Even in the face of evidence contradicting the necessity and constitutionality of the ban, Trump makes false claims. On ITV’s “Good Morning Britain,” the president recently said this about transgender troops: “They take massive amounts of drugs, they have to — and, also, you’re not allowed to take drugs in the military, and they have to after the operation. They have to. They have no choice. And you would actually have to break rules and regulations in order to have that.”
Defense Dept. spokeswoman Jessica Maxwell contradicted the president’s claims in her reply to a question from the Washington Post:
“The Military Health System covers all approved medically necessary treatments and prescription medications. If a service member has a hormone deficiency for any reason (such as hypogonadism, hypothyroidism, menopause, etc.), he or she would be prescribed hormones.”

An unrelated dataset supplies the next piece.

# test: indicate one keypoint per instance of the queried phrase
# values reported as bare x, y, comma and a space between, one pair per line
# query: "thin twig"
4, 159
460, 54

Maxwell said troops serving who received the gender dysphoria diagnosis before the April 12 deadline “will continue to receive all medically necessary treatment.”
SPART*A President Lt. Cmdr. Blake Dremann responded to Trump’s latest fabrication. “The interview showed the president's lack of understanding regarding transgender service members and he shared misinformation regarding the medical care they need and the cost of that care. He concluded that there are standards and service members must meet those standards. We are in complete agreement on that point. Transgender members of the military serving around the world do just that: meet the standard and accomplish the mission."
Accomplishing the mission of a return to open transgender military service is exactly what Fram and her colleagues plan to do. “The president said he was doing the military a favor by implementing this policy and in a strange way, I think he did do us a favor. Because when he tweeted, public opinion was roughly split on whether transgender people should serve in the military.” Today’s release of a Gallup Poll conducted this past May shows 71% of Americans now support transgender men and women being able to serve openly in the military.
Fram says: "The three best things an ally can do are sharing the stories of our honorable service, calling or writing your elected representatives to express your support of open transgender service, and donating to national and local organizations that fight for civil rights.
“We should not turn away anyone just because they happen to be something we're a little bit afraid of.”